General preventative practices:

  1. Wash your hands regularly and thoroughly with use of soap and warm water and use hand sanitizers when it is not possible to wash hands (small applicators are available for pocket or purse). Teach your children to do this as well. Note: Hand sanitizers do not replace the need for washing.
  2. Practice good respiratory etiquette. Cough and sneeze into a tissue, if possible, or into your upper sleeve if tissue not available—not into your hand. Also wash or sanitize hands as soon as possible after coughing, sneezing or blowing you nose. Discard the tissue into a waste receptacle immediately. Empty waste receptacles regularly, using rubber gloves.
  3. Regularly clean commonly used surfaces in the home such as counters, door hardware, railings, computer keyboards and mice, remote controls, elevator buttons, telephones, faucets, etc. Use disposable gloves, and discard when finished. Also thoroughly wash hands or use a hand sanitizer afterwards.


Public Safety Canada promotes Family Preparedness for all emergencies and Disasters through the 72-Hour Preparedness Plan; while much of the Guide relates to non-health related emergencies, much is also pertinent to a public health emergency: 

Americans can find helpful resources from FEMA

Other considerations

Be prepared to make alternate childcare arrangements, since daycares and schools may temporarily close.

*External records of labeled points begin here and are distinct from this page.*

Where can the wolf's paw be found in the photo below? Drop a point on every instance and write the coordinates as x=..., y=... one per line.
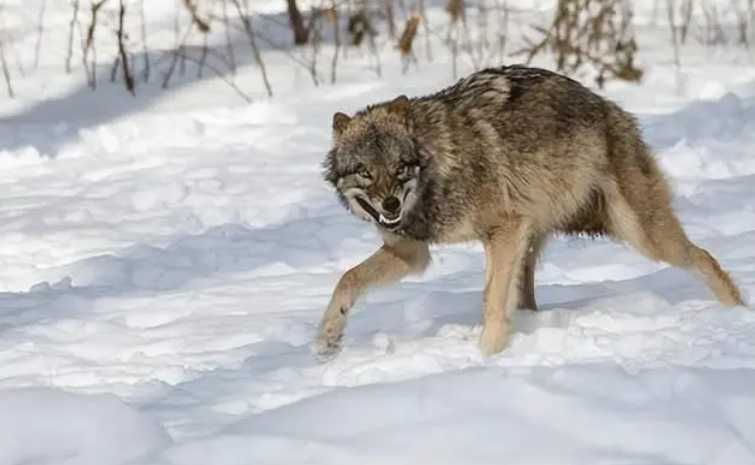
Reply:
x=493, y=340
x=327, y=348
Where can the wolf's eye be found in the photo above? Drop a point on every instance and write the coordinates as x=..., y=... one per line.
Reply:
x=404, y=170
x=362, y=172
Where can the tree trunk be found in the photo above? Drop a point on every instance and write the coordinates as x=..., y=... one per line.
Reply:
x=297, y=23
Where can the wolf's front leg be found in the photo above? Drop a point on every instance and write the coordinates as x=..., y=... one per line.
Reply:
x=505, y=251
x=396, y=259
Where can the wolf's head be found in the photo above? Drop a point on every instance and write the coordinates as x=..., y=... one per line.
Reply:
x=374, y=163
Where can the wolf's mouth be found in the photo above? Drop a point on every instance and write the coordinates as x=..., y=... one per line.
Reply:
x=382, y=220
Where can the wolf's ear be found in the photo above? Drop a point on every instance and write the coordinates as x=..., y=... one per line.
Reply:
x=340, y=122
x=401, y=107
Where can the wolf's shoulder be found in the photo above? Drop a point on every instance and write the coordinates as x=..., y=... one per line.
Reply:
x=493, y=84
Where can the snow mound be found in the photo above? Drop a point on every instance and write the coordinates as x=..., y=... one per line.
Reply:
x=44, y=426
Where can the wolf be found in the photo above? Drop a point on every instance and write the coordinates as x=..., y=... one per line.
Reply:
x=508, y=156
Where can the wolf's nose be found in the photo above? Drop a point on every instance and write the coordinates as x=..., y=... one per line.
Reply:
x=391, y=204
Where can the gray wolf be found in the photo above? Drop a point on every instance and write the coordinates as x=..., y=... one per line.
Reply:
x=507, y=156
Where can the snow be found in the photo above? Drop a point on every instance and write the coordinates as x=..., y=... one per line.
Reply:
x=165, y=261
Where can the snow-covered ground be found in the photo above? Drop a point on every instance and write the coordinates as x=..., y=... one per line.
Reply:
x=166, y=259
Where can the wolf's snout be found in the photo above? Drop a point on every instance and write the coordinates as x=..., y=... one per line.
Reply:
x=391, y=204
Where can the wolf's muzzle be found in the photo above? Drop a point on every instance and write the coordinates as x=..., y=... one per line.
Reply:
x=392, y=216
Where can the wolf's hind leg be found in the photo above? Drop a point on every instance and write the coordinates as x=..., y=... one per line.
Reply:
x=505, y=252
x=392, y=262
x=659, y=236
x=527, y=285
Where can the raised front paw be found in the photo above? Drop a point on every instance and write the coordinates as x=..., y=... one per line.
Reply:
x=329, y=341
x=494, y=339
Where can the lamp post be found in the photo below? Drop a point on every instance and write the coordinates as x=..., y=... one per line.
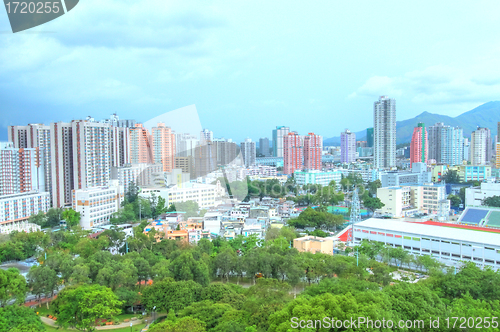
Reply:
x=357, y=257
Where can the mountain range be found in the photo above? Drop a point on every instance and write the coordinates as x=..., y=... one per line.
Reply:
x=486, y=115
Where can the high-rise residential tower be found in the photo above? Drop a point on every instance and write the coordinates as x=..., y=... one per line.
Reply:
x=369, y=137
x=419, y=145
x=480, y=147
x=226, y=150
x=278, y=134
x=19, y=172
x=347, y=146
x=497, y=143
x=61, y=147
x=140, y=145
x=163, y=145
x=91, y=154
x=264, y=147
x=35, y=136
x=248, y=152
x=292, y=153
x=313, y=148
x=206, y=135
x=446, y=144
x=384, y=133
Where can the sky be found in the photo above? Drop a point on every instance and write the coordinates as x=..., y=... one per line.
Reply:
x=249, y=66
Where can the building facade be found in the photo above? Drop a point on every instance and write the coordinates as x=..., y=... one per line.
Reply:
x=264, y=147
x=17, y=208
x=480, y=148
x=318, y=177
x=419, y=145
x=347, y=147
x=384, y=133
x=451, y=246
x=313, y=147
x=140, y=145
x=98, y=204
x=248, y=152
x=446, y=144
x=163, y=145
x=278, y=136
x=292, y=153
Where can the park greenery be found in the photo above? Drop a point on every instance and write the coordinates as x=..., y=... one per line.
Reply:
x=215, y=285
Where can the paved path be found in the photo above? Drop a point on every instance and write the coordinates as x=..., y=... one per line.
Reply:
x=51, y=322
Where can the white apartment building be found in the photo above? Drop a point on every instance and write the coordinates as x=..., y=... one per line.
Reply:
x=204, y=194
x=405, y=201
x=474, y=196
x=347, y=147
x=96, y=205
x=139, y=174
x=480, y=148
x=17, y=208
x=449, y=245
x=248, y=152
x=19, y=170
x=91, y=154
x=120, y=146
x=384, y=133
x=261, y=170
x=278, y=134
x=35, y=136
x=318, y=177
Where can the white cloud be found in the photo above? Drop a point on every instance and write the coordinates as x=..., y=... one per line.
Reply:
x=438, y=85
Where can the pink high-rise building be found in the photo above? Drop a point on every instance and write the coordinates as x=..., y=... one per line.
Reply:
x=292, y=153
x=313, y=146
x=419, y=145
x=140, y=145
x=347, y=147
x=163, y=145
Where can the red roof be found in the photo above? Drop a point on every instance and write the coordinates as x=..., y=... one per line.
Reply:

  1. Reassure children, initiate discussion and do not assume that children will not become aware or concerned about pandemic news coverage: Coronavirus (COVID-19): How to Talk to Your Child
  2. Have a contingency plan if you use public transportation. Services such as bus, trains, subways and other forms of public transportation may be seriously disrupted as staff book off sick.
  3. Become familiar with your local community or municipal pandemic plan.
    Pandemic Influenza Plan for the Health Sector (Canada)
    A Guide For Community and Faith-Based Organizations (CDC)   
  4. Familiarize yourself with best flu care tips for ill children.
    Influenza in Children from the Canadian Paediatric Society
    Taking Care of a Sick Person in Your Home from the CDC
  5. Have an emergency plan. See also the Family Checklist on the Checklists page.
    Family Emergency Health Infosheet
    Federal and provincial/territorial pandemic plans
  6. Get a flu shot – especially important for :
    Children ages 6 – 23 months
    Adults and children with chronic heart and lung disease
    Anyone living in a nursing home or chronic care facility
    People 65 years of age and older
    People with chronic conditions such as diabetes, anemia, cancer, immune suppression, HIV of kidney disease
    Children and adolescents on long-term acetylsalicylic (ASA) therapy
    Healthcare workers, other caregivers and household contacts capable of transmitting influenza to the above at-risk groups, and people at high risk of influenza complications who are travelling to areas where the flu virus is likely to be circulating.
    See also: Health Canada: Immunization & Vaccines
  7. Know the difference between seasonal flu and pandemic flu. During seasonal flu, deaths per year average approximately 4,000 in Canada and 36,000 in the USA. In the event of a pandemic, the number of deaths could be quite high (between 11,000 and 58,000 in Canada based on a virus causing illness in 15 – 35% of population). Info on seasonal flu (WHO)

During a pandemic:

  1. Stay home if you are sick, or keep children home if they are sick; in a pandemic, you should minimize contact with other people. Understand your work-sick benefits at work or in private plans.
  2. In a pandemic, practice social distancing: avoid handshaking, unnecessary kissing and hugging. Persons who become ill can transmit infection for up to one day before the onset of illness, and up to seven days before showing symptoms (depending on flu strain).  However the greatest risk for passing on a virus is during the first two days of illness.
  3. Check and follow Travel Health Advisories if leaving the country.